Ra, geçmişi anlatırken adımları ağırlaşmış, gözlerindeki ışık hafifçe sönmüştü. "Başta bu sözleri umursamadık. Kimimiz güldü, kimimiz kibirle aldırmadı. Ancak Logan... O şerefsiz, Kai’yi başımıza sardı. Ve sonra... her şey değişti."

"Kai." diye devam etti Ra, ses tonu ciddileşerek. "Onun neden bu kadar güçlü olduğunu biliyor musun? Çünkü o adamın yapabileceklerinin sınırı yok. En büyük varlıkları bile kopyalayıp, onlardan daha iyi dövüşebiliyor. İlk zamanlarda, yaralayabildiğimiz biriydi. Ama her savaştan daha fazla tecrübe kazandı. En sonunda... hepimiz, tek tek, yenildik. Tüm Enderler, Kaizen’in kurallarını kabul etmek zorunda kaldı."

Alex, bu sözler karşısında derin bir nefes aldı. "Onu birkaç dövüşte izlemiştim." dedi Alex, sesi düşünceliydi, "ama bu kadarını ben bile tahmin edemezdim."

Ra, bir süre sessiz kaldı. Sonra, devasa altın zırhının ağırlığını hissedermişçesine yavaşça doğruldu. Bir el hareketiyle, labirentin derinliklerindeki odaların yerinden oynayarak konum değiştirmesine neden oldu. Ortamda bir enerji dalgası hissettiren bu hareket, Ra’nın gücünün büyüklüğünü açıkça ortaya koyuyordu.

"Git buradan" dedi Ra, sesi emredici ve soğuk bir kesinlikle doluydu. "Logan’a, istediği zaman orada olacağımı söyle."

Alex, Ra’nın kesin kararını duyduğunda bir şey söylemeden hafifçe başını eğdi ve arkasını dönerek odadan çıktı. Ra’nın varlığının ağırlığı, onu uzun süre etkisinde bırakacak gibi görünüyordu.
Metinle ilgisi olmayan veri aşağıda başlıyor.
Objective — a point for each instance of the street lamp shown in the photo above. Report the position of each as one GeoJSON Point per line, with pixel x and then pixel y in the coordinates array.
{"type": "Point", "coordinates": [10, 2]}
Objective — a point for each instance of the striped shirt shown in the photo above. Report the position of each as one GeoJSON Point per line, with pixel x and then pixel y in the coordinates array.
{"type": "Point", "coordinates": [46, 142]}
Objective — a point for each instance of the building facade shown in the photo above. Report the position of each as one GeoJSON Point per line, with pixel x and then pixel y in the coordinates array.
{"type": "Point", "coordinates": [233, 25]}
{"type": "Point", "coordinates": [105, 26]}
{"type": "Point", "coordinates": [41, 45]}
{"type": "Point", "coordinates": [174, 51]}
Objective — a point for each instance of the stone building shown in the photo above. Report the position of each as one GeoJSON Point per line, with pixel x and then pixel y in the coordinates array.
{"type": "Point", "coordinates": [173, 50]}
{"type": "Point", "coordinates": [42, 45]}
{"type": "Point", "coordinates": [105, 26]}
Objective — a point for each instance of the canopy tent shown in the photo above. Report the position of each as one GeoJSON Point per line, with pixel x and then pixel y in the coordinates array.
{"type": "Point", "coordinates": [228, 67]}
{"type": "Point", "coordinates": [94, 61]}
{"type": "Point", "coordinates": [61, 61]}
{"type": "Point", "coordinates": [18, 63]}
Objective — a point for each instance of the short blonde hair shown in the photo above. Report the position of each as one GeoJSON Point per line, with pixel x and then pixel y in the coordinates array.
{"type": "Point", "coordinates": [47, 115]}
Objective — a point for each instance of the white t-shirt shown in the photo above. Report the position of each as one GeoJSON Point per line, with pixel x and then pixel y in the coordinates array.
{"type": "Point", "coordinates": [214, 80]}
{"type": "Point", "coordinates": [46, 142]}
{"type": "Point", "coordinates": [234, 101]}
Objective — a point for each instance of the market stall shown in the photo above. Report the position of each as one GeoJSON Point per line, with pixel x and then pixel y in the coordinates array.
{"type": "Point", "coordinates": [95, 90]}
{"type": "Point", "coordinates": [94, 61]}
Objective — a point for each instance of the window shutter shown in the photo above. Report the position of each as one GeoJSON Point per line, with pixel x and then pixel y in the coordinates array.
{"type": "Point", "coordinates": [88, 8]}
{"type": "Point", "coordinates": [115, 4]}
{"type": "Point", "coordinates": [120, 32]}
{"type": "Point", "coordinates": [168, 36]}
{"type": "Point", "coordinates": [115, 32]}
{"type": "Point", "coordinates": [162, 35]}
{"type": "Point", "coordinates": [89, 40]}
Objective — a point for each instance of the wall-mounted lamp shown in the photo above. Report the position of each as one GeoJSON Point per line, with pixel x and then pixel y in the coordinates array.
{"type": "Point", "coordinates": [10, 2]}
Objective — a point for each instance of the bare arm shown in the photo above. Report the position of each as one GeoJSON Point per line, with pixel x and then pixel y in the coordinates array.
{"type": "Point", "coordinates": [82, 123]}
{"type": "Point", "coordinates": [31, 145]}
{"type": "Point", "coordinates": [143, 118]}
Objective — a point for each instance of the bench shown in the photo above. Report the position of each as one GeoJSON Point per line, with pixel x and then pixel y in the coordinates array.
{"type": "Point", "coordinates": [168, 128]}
Bu karşılaşma, ona hem korku hem de umut vermişti.

***

Jessy, bulunduğu yeri merakla inceliyordu. Son bir hafta içinde fazlasıyla yer değiştirmiş, her yeni mekânın getirdiği tuhaflıklarla başa çıkmaya çalışmıştı. Ancak gördüklerini Alex'e anlatmayı düşündüğünde, onun kendisine inanıp inanmayacağını sorgulamadan edemiyordu.

Bu kez ulaştığı yer, geniş bir ovanın ortasında yükselen devasa bir şatoydu. Şatonun etrafındaki düzlük, rüzgârın dans ettiği, uçsuz bucaksız bir çimen deniziydi. Ağaçlar, şatonun ihtişamını gölgede bırakmayacak kadar uzak ama onu tamamlayacak kadar yakındı. Kara taşlardan inşa edilmiş, kat kat yükselen bu gotik yapı, hem korkutucu hem de hayranlık uyandırıcı bir görünüme sahipti. Şatonun her bir kulesi, sanki gökyüzüne dokunmaya çalışıyormuş gibi kararlılıkla yukarı doğru uzanıyordu.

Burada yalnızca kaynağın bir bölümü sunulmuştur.